Malaysia Compares Favourably to Nordic Countries

Malaysia came out as South East Asis’s fastest rising star in a report from the Geneva-based World Economic Forum (WEF), comparing 124 countries in various ways. In education, Malaysia is now the 10th country in terms of the quality of its educational system which can meet the needs of a competitive economy surpassed only by countries or economies like Finland, Singapore, Iceland, Switzerland, Denmark, Ireland, Hong Kong, Belgium and Taiwan.

In the travel and tourism (T&T) industry, Indonesia topped as the most price competitive country in the world with Malasia jumping to a 2nd place while the third most price competitive country was Bahrain. Thailand was fourth.
The report gave top marks to Malaysia’s participation at travel and tourism fairs and ranked the country at sixth position, which reflected the government’s strong commitment to promote the industry, and credited Malaysia for its effectiveness in marketing and branding campaigns to attract tourists.
Malaysia was also perceived as quite safe for tourists (24th overall) and in terms of the reliability of police services, the country was ranked 19th, on par with the United Kingdom but ahead of other developed countries like Spain (22nd), New Zealand (23rd), Portugal (25th), Ireland (29th), Belgium (32nd) and Italy (40th).
The survey was compiled with the assistance of the Institute of Strategic and International Studies, Malaysia (ISIS) and the National Productivity Corporation. Prof Klaus Schwab, Executive Chairman of the WEF, said that T&T is currently one of the world’s largest economic activities and it is also the leading industry in many developing countries.
T&T is also the fastest growing economic sector in terms of job creation worldwide and is estimated to have generated 10.3 per cent of the world’s Gross Domestic Product and provided 234 million jobs or 8.2 per cent of total world employment, he said.
Schwab said most new jobs in developing economies were created in the T&T industry as the latter helped to diversify economic activity and create wealth and jobs in rural areas.

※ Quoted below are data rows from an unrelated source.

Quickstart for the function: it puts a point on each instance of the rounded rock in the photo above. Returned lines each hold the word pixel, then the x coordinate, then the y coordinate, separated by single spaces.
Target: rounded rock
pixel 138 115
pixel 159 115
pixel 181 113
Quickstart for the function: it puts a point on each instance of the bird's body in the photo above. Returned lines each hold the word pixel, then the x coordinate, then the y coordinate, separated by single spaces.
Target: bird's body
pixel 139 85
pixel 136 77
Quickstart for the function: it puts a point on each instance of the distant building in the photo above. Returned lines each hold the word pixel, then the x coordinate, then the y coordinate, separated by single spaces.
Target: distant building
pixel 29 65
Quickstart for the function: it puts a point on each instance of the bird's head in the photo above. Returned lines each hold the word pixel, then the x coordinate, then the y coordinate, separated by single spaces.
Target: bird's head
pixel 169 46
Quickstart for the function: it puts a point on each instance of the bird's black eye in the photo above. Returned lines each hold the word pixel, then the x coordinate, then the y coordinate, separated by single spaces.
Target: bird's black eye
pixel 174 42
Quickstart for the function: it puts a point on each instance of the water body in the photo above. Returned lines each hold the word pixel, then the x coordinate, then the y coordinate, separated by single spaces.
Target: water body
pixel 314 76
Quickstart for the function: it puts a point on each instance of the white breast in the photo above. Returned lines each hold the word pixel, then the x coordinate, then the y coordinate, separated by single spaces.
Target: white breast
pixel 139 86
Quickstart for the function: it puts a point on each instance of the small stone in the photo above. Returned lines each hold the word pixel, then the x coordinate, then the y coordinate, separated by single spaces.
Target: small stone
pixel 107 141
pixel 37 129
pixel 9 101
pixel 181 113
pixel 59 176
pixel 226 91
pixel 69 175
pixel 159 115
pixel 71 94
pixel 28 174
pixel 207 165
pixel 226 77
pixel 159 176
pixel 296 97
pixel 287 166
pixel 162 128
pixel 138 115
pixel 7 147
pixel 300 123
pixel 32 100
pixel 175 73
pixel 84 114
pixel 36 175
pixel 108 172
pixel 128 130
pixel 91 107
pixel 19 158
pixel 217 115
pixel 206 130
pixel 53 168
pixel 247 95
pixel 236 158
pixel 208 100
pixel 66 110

Also within other areas, Malaysia was ranked high. Malaysia was ranked 17th in terms of the extent of investment in employee training and development. With regard to the government’s efforts to reduce health risks from pandemic or widespread diseases, Malaysia was ranked eighth. As for the stringency of environmental regulations, Malaysia ranked 25th and was 23rd in terms of clarity and stability of environmental regulations.
Malaysia was ranked 31st in terms of overall competitiveness in the TTCR 2007 T&T Competitive Index behind three other Asian countries or economies — Singapore (8th), Japan (26th) and Taiwan (29th).
WEF has decided to hold its Forum on East Asia in Kuala Lumpur on June 15 and 16 where 300 leaders from more than 20 countries will convene to debate the challenges and priorities that will ultimately shape the region’s future agenda.